Obama ha scelto l’Asia per riprendersi dalla batosta delle midterm
08 Novembre 2010
Ora che ha pagato con la sconfitta alle midterm la sua ambiziosa riforma sanitaria, Obama può sfruttare i due anni che gli restano in politica estera, cercando di trasformarla in una risorsa per l’economia Usa. La visita in India, prima tappa del lungo viaggio che il Presidente ha intrapreso in Asia, da ieri fino al 14 novembre, serve a rassicurare gli elettori che lo hanno sfiduciato: più accordi commerciali all’estero, più occupazione negli Usa. Così mentre Obama onora le ceneri di Ghandi, il comparto dell’aviazione bellica americana chiude contratti a nove zeri con gli indiani.
I giornali dicono che la vera sorpresa di questo vertice sia stato il sostegno Usa alla candidatura dell’India al Consiglio di Sicurezza dell’Onu, anche se Obama si è limitato a dire "Nei prossimi anni, guardo con favore a un Consiglio di sicurezza dell’Onu permanente con l’India come membro", oppure strappi con il Pakistan sul Kashmir: ieri il Presidente ha detto che le relazioni tra Delhi e Islamabad devono migliorare, anche se il governo Singh sa bene che gli Stati Uniti hanno concesso altri due miliardi di dollari all’alleato pakistano nella guerra in Afghanistan. Chi assicura come verranno spesi questi soldi? E che accadrà quando gli Usa lasceranno Kabul?

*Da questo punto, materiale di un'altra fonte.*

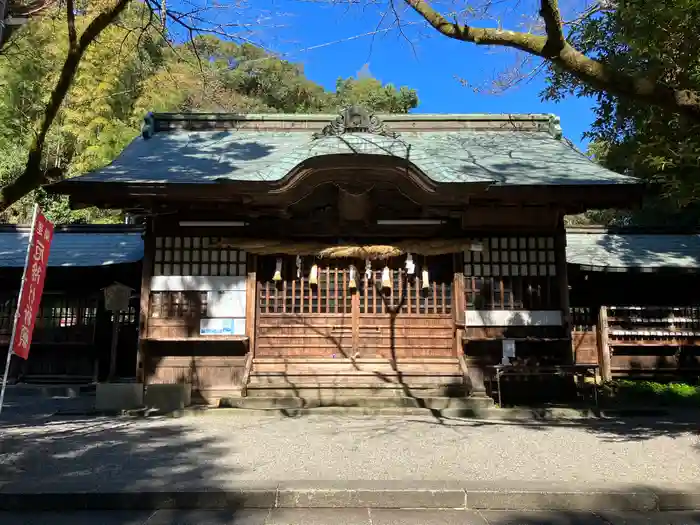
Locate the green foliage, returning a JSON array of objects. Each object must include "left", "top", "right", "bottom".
[
  {"left": 0, "top": 23, "right": 419, "bottom": 225},
  {"left": 602, "top": 380, "right": 700, "bottom": 407},
  {"left": 544, "top": 0, "right": 700, "bottom": 226},
  {"left": 334, "top": 77, "right": 419, "bottom": 114}
]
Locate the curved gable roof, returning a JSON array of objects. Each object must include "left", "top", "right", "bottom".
[{"left": 55, "top": 111, "right": 639, "bottom": 188}]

Se il passaggio in India di Obama segue un percorso naturale nelle relazioni tra i due Paesi, non sottovalutiamo l’importanza delle altre tappe del viaggio. Il 9 novembre il Presidente sarà a Jakarta, la città dove ha vissuto quattro anni nella sua infanzia e che considera il luogo decisivo per la sua formazione in politica estera. Nella capitale indonesiana, uno dei posti al mondo dove Obama ha il consenso più grande, farà un nuovo discorso sull’Islam, sull’Islam pacifico, forse in una moschea.
Poi sarà la volta della Corea del Sud, un alleato-chiave visto che i sudcoreani sono il settimo partner commerciale degli Usa, e il Giappone, che attualmente ha un governo molto più favorevole agli americani e sul lungo periodo resta la potenza decisiva dell’area per contenere la Cina. Il vertice del G-20 previsto a Seoul tra l’11 e il 12 novembre dovrebbe sancire questo riallineamento della politica estera americana – il progetto obamiano di sganciare gli Usa dal Medio Oriente, portare fuori il Paese da due guerre, e resettare gli interessi strategici americani guardando verso l’Asia.

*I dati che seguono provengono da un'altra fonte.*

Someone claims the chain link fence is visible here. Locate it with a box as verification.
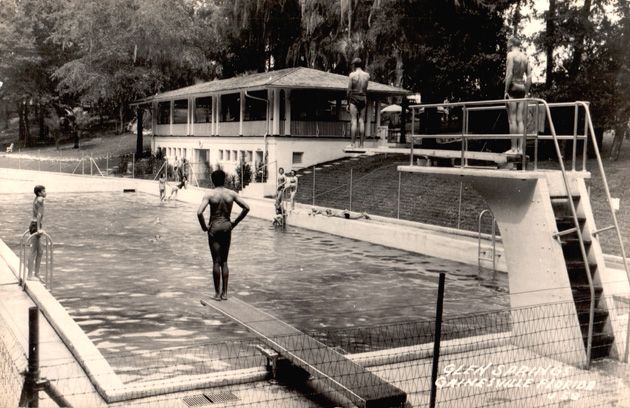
[2,295,629,407]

Il convitato di pietra del G-20 sarà la Cina, che logicamente è rimasta tagliata fuori dal tour delle democrazie asiatiche. Ma tranquilli, Obama non è il tipo di Presidente che ordina nuove manovre militari congiunte con gli alleati asiatici (India, Giappone, Singapore, Australia), come accadde nel 2007. E gli Obama boys stanno facendo di tutto per non urtare la suscettibilità dei comunisti cinesi.